Nigerians To Pay More For Goods As NPA Raises Port Tariff By 15%

The Nigerian Ports Authority (NPA) has announced a 15% increase in port tariffs across all rates and dues, marking the first adjustment in 32 years. This move is expected to raise the cost of goods in Nigeria but is aimed at addressing infrastructure deficits and enhancing port competitiveness.

According to the NPA, the hike is necessary due to rising operational costs, including wages and fuel prices, amid economic challenges such as inflation.
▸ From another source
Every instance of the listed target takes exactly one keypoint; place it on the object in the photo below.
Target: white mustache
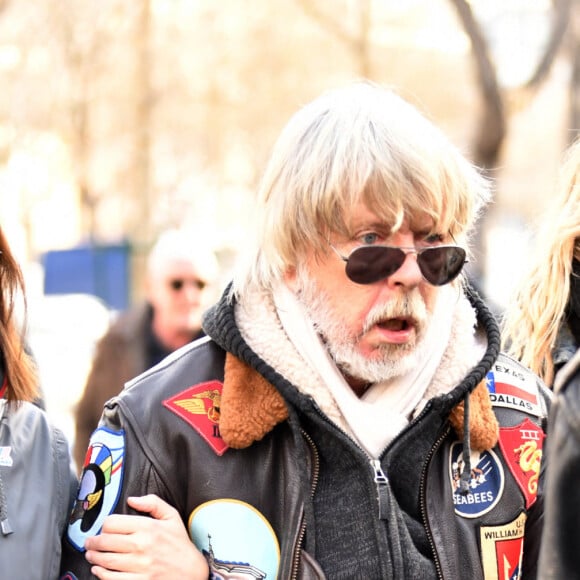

The additional revenue will be invested in modernizing port facilities, acquiring new equipment, and upgrading ICT systems.

While analysts warn that the increase could lead to higher consumer prices, some stakeholders support it as a necessary step to improve port efficiency and global competitiveness.
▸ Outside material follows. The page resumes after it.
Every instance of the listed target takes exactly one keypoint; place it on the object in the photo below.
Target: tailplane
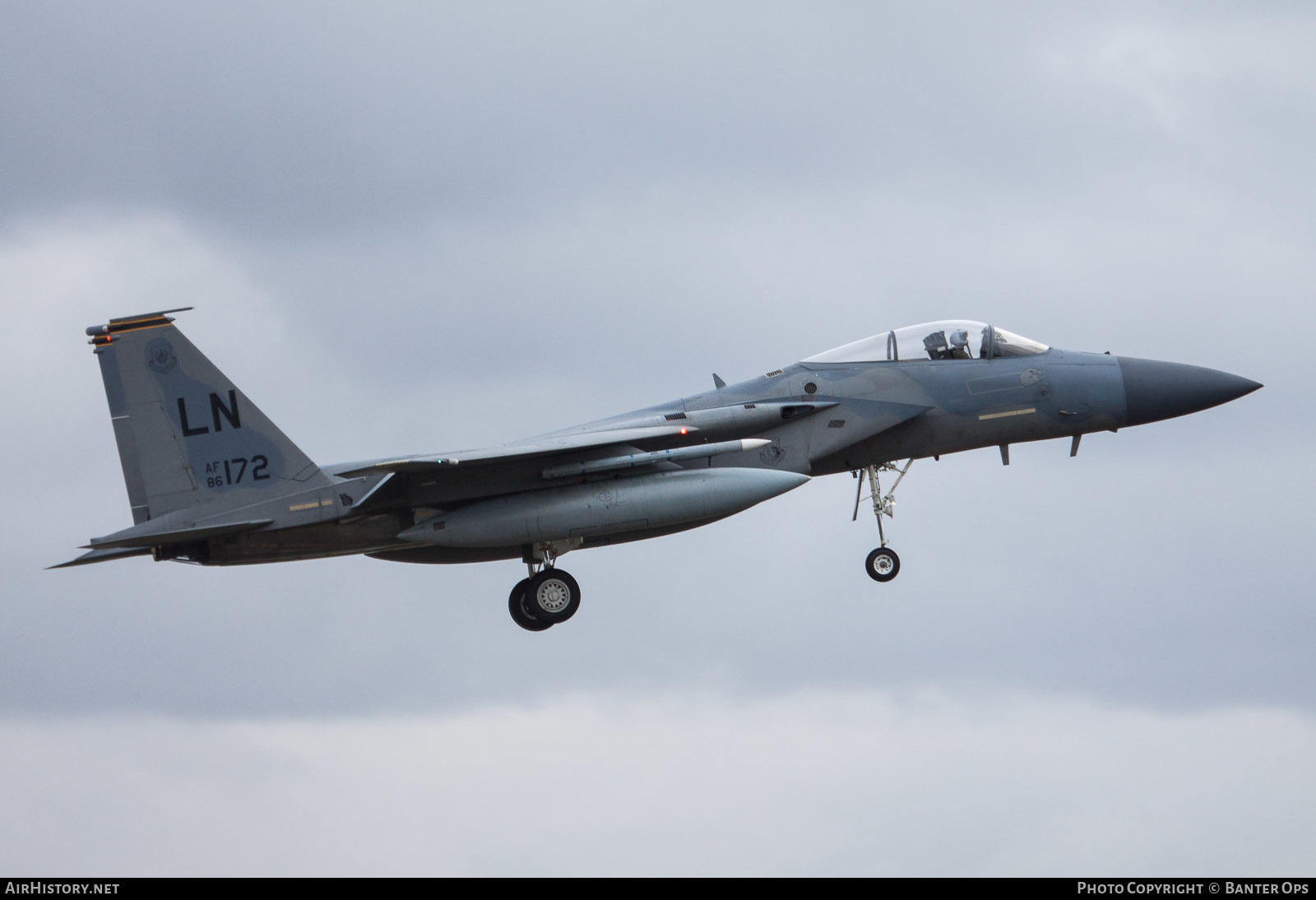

Globally, port authorities generate revenue for infrastructure development, channel dredging, provision of modern marine crafts, automation, security, and employee training.
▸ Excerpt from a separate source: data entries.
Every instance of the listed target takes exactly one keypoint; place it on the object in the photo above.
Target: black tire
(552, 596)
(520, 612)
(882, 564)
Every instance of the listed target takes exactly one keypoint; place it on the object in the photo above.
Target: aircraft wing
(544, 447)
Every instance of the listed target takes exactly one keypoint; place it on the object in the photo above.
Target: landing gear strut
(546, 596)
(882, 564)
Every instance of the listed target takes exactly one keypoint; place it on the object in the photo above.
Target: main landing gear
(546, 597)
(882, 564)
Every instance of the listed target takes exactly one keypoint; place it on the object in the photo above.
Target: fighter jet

Speaking at a stakeholders’ meeting in Lagos titled “Engagement for the Approved 15% Tariff,” NPA Managing Director Abubakar Dantsoho, represented by Executive Director of Marine and Operations Olalekan Badmus, emphasized that the revision was crucial to keeping Nigerian ports on par with international standards.

Dantsoho noted that the last tariff adjustment occurred in 1993 and that despite an approval for an upward review in 2023 by the Federal Ministry of Marine and Blue Economy, implementation was delayed to finalize internal processes and ensure a balanced approach.

Stakeholder Joshua Asanga supported the hike, citing inflation, which has risen to about 35%, and the need to align port management expenses with rising costs. He highlighted the necessity of funding improved port infrastructure, ICT systems, and essential operational equipment like tugboats.

Similarly, stakeholder Demian Ukagu called for increased NPA investment in outer port facilities and jetties, such as the Kirikiri Lighter Terminal, to enhance overall port operations. He stressed that revised tariffs should cover operational costs while ensuring sustainable trade.

Stakeholders agreed that maintaining outdated tariffs would result in poor service delivery, inadequate infrastructure, low remuneration, and obsolete equipment, further hampering port efficiency.